Vincenzo Folino - Deputato PD

Vincenzo Folino – Deputato PD

ROMA – Il parlamentare lucano del PD Vincenzo Folino in una interrogazione presentata al Ministero dello Sviluppo Economico chiede di sapere “se le risorse assegnate con delibera CIPE n. 87/2012 per un importo di 41,72 milioni di euro alla regione Basilicata per gli interventi di bonifica dei siti inquinati d’interesse nazionale di Tito e della Val Basento siano ancora disponibili e se risulti che gli atti finora compiuti siano conformi nella tempistica al citato accordo di programma”.

Folino, nel testo dell’interrogazione ricorda che “in data 19 giugno 2013 veniva sottoscritto dalla regione Basilicata ed il Ministero dell’ambiente e della tutela del territorio e del mare l’Accordo quadro rafforzato per la definizione degli interventi di messa in sicurezza e di bonifica delle acque di falde e dei suoli nei siti inquinati di Tito e della Val Basento”

l’accordo prevedeva che le “obbligazioni giuridicamente vincolanti relative agli interventi di bonifica da realizzare venissero sottoscritte entro il termine, oramai decorso, del 30 giugno 2014, salvo la revoca dei finanziamenti assegnati con delibera CIPE n. 87/2012”
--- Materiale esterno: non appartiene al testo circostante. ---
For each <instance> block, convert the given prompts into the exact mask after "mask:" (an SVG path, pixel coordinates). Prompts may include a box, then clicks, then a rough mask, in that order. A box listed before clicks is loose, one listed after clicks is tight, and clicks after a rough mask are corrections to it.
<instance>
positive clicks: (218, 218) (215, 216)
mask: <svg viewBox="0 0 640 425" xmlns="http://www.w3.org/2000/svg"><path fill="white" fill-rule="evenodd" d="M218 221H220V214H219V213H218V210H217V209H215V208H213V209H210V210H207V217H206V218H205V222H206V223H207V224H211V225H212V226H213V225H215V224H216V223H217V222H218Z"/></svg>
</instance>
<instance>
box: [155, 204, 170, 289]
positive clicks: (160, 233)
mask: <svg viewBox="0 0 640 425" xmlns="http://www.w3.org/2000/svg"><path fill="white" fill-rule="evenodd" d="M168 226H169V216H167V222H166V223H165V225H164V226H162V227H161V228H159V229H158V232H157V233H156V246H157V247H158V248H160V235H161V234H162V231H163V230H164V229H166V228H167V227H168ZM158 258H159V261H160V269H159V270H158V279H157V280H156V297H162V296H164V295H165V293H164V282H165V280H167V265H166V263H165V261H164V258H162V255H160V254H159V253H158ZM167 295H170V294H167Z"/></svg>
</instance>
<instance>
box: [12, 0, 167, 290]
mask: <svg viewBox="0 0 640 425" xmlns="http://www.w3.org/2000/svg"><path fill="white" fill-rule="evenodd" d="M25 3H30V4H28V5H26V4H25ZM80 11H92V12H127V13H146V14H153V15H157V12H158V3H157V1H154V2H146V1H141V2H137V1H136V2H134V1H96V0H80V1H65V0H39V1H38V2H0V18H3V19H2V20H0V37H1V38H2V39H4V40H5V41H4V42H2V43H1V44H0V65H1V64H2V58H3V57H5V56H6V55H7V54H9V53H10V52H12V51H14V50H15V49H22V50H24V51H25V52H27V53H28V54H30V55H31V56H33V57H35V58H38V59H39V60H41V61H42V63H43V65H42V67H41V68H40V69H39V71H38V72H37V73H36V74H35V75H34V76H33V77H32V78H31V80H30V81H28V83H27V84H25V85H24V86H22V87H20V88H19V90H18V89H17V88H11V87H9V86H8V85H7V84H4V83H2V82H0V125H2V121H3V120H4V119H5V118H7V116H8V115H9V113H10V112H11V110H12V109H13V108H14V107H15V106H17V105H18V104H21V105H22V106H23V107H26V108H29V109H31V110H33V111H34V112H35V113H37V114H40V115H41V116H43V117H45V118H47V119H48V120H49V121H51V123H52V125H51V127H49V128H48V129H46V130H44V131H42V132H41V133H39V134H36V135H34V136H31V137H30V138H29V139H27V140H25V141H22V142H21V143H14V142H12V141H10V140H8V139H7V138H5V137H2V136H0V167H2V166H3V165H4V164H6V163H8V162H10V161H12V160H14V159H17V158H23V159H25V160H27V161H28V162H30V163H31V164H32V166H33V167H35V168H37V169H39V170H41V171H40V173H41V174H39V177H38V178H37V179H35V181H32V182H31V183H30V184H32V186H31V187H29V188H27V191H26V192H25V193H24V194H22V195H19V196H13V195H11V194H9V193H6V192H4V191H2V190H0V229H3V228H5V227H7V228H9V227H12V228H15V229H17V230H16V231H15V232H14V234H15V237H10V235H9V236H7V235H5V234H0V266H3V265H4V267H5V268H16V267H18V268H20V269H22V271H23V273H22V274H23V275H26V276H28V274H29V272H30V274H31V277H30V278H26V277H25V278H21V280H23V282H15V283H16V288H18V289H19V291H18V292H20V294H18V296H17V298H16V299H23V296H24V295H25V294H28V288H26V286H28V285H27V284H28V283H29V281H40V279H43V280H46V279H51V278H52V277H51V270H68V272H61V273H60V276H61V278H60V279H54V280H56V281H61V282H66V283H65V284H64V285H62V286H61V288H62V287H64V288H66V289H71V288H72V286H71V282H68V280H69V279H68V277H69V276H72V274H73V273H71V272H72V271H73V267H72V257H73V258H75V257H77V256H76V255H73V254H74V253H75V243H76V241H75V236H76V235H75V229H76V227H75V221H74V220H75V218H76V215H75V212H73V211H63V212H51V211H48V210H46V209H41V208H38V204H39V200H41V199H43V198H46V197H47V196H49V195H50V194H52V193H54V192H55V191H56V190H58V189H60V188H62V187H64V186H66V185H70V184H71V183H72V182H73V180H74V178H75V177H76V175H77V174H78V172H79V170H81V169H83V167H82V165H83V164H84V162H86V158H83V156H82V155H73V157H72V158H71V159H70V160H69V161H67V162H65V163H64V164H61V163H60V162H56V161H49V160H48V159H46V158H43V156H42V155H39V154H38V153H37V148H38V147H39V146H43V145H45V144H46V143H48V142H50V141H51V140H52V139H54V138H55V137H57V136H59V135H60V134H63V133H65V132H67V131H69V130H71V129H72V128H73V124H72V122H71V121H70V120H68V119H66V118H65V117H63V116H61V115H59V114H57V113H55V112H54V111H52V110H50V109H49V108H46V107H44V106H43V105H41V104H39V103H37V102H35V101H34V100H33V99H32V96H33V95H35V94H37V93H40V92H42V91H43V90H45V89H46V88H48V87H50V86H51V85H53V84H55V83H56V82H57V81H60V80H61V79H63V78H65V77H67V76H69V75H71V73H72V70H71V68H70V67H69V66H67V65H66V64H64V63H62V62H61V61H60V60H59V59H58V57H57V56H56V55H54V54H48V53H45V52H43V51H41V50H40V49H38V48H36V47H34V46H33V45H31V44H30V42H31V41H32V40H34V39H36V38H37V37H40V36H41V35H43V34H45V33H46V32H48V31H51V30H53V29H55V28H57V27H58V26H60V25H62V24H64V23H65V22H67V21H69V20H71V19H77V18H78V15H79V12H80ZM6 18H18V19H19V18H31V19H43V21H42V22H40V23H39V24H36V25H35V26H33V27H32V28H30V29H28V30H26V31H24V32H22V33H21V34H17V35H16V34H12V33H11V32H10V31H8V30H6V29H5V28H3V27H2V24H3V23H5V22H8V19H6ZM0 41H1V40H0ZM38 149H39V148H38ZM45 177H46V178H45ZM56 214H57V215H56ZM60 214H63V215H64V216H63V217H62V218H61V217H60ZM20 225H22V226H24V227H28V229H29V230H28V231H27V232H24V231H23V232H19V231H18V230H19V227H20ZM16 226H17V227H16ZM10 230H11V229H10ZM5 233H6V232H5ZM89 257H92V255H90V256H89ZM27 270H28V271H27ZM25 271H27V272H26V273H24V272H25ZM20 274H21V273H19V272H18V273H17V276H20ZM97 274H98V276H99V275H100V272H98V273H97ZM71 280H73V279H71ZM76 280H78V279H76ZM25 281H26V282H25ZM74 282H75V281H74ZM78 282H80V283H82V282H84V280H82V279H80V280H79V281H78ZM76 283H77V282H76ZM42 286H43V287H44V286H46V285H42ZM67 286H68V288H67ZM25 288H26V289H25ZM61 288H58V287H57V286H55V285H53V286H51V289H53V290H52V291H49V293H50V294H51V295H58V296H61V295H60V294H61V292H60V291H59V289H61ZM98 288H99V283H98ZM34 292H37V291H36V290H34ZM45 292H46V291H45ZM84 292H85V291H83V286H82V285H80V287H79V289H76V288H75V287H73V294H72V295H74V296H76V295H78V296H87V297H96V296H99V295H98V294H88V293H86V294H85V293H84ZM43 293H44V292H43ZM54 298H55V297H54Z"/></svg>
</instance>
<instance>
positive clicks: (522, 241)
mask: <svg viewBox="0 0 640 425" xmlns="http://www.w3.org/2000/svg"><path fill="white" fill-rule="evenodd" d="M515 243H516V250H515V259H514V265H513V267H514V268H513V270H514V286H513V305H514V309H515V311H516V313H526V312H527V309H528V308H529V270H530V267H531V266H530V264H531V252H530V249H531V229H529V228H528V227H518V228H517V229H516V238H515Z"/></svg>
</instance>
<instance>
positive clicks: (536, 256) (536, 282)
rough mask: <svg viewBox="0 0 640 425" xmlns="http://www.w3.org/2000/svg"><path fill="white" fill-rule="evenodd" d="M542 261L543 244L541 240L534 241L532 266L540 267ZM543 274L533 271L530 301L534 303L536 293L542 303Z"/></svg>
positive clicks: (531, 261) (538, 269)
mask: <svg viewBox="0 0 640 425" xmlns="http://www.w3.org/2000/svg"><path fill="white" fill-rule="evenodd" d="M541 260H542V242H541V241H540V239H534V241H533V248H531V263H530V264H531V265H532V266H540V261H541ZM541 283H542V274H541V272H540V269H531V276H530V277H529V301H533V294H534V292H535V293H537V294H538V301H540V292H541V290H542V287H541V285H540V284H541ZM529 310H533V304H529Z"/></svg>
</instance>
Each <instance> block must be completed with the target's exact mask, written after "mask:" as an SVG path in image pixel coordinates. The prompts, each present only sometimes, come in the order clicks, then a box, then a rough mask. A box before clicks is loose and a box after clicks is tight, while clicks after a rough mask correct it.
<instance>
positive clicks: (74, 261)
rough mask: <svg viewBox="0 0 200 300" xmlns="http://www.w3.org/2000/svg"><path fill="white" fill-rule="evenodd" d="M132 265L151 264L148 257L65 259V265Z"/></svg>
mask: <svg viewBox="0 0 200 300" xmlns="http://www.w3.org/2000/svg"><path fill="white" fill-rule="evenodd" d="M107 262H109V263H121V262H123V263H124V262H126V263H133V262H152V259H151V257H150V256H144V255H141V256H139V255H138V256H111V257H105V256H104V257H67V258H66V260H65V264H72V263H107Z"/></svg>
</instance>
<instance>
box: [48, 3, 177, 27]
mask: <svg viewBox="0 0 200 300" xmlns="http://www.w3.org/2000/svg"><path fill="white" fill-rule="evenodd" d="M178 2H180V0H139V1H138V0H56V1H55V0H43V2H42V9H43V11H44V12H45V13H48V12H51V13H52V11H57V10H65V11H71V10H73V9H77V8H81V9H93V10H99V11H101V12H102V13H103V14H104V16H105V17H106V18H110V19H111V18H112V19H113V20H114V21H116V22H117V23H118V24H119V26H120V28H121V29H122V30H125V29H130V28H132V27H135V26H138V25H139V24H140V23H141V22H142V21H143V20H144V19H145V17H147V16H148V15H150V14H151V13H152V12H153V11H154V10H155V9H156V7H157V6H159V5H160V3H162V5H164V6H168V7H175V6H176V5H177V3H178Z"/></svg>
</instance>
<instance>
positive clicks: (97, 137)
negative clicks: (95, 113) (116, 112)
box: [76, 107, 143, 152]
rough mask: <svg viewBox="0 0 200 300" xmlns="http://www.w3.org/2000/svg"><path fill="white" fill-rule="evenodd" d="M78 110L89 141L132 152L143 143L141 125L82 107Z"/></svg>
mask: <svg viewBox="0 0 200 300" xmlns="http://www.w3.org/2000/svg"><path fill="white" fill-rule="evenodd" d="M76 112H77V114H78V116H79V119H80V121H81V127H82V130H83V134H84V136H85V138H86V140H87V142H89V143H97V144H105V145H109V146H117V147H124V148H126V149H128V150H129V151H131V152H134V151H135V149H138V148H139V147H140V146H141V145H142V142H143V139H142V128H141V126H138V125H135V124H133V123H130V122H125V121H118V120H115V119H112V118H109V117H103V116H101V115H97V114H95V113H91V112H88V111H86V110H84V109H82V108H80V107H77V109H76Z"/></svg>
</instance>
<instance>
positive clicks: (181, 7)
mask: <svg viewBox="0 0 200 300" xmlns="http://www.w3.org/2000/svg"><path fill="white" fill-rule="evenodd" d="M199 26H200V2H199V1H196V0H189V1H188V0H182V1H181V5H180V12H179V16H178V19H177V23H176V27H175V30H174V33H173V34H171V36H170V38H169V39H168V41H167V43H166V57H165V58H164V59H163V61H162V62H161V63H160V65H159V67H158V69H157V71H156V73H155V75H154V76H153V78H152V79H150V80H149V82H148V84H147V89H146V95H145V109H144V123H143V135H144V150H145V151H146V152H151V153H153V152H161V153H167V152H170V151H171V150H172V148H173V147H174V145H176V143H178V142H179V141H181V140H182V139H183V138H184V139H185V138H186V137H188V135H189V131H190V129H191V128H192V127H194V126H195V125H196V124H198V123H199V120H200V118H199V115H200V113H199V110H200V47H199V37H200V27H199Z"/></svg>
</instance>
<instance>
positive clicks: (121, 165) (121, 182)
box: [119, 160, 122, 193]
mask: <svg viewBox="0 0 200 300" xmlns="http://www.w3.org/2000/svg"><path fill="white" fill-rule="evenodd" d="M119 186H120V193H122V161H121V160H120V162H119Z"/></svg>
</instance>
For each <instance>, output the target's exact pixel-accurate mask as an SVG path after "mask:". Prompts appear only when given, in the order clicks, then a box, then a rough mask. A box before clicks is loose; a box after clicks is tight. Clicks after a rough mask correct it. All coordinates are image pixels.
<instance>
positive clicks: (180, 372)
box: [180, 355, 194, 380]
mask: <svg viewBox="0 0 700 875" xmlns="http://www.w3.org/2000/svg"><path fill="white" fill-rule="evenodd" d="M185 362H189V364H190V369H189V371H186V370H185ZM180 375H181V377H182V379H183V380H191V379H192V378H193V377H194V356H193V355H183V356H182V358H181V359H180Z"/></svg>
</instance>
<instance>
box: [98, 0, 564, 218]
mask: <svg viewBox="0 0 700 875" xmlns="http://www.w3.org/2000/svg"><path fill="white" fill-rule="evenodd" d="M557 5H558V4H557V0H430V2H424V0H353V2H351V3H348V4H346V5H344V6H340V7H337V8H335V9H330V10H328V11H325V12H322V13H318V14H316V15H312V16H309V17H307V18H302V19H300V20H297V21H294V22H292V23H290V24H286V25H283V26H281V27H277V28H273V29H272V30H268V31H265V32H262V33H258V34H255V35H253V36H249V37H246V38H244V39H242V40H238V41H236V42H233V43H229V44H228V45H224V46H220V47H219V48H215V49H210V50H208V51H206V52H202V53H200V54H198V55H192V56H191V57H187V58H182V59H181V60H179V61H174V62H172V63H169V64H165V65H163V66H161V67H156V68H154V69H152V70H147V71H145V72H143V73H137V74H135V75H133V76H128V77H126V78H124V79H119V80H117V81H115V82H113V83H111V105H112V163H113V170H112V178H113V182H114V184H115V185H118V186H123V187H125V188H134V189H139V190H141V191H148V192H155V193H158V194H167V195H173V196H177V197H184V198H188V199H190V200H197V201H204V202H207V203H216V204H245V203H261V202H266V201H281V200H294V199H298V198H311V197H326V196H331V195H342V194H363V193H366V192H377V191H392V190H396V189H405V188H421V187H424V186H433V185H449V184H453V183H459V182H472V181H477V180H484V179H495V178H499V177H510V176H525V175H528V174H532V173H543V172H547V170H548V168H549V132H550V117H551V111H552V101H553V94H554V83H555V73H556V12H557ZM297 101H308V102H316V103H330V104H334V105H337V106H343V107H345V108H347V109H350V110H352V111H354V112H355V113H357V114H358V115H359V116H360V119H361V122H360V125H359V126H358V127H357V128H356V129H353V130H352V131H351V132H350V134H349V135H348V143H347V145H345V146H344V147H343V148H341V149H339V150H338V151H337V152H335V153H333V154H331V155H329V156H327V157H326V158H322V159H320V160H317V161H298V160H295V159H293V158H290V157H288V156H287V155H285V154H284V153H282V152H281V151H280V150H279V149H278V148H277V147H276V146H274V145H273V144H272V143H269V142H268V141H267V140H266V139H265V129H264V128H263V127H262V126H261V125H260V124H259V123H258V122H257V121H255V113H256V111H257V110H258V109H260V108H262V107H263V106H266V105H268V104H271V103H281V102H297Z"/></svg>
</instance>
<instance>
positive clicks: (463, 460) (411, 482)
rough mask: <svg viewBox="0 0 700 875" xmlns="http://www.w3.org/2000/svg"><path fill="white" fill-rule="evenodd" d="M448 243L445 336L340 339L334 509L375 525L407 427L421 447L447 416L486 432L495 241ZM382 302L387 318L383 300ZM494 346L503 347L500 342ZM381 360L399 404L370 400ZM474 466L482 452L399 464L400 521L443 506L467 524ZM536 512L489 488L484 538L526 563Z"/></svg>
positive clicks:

L’interrogazione è motivata dal fatto che secondo quanto riferito in una nota inviata ai media locali dai sindacati lucani “ad oggi la regione Basilicata, impegnata nella redazione e definizione dei progetti di bonifica così come richiesto dall’Accordo quadro rafforzato, non avrebbe ancora formalizzato alcuna richiesta di proroga dei suddetti termini al Ministero dello sviluppo economico e quindi non sarebbe certa la disponibilità che le risorse finanziarie stanziate con delibera CIPE siano ancora disponibili”.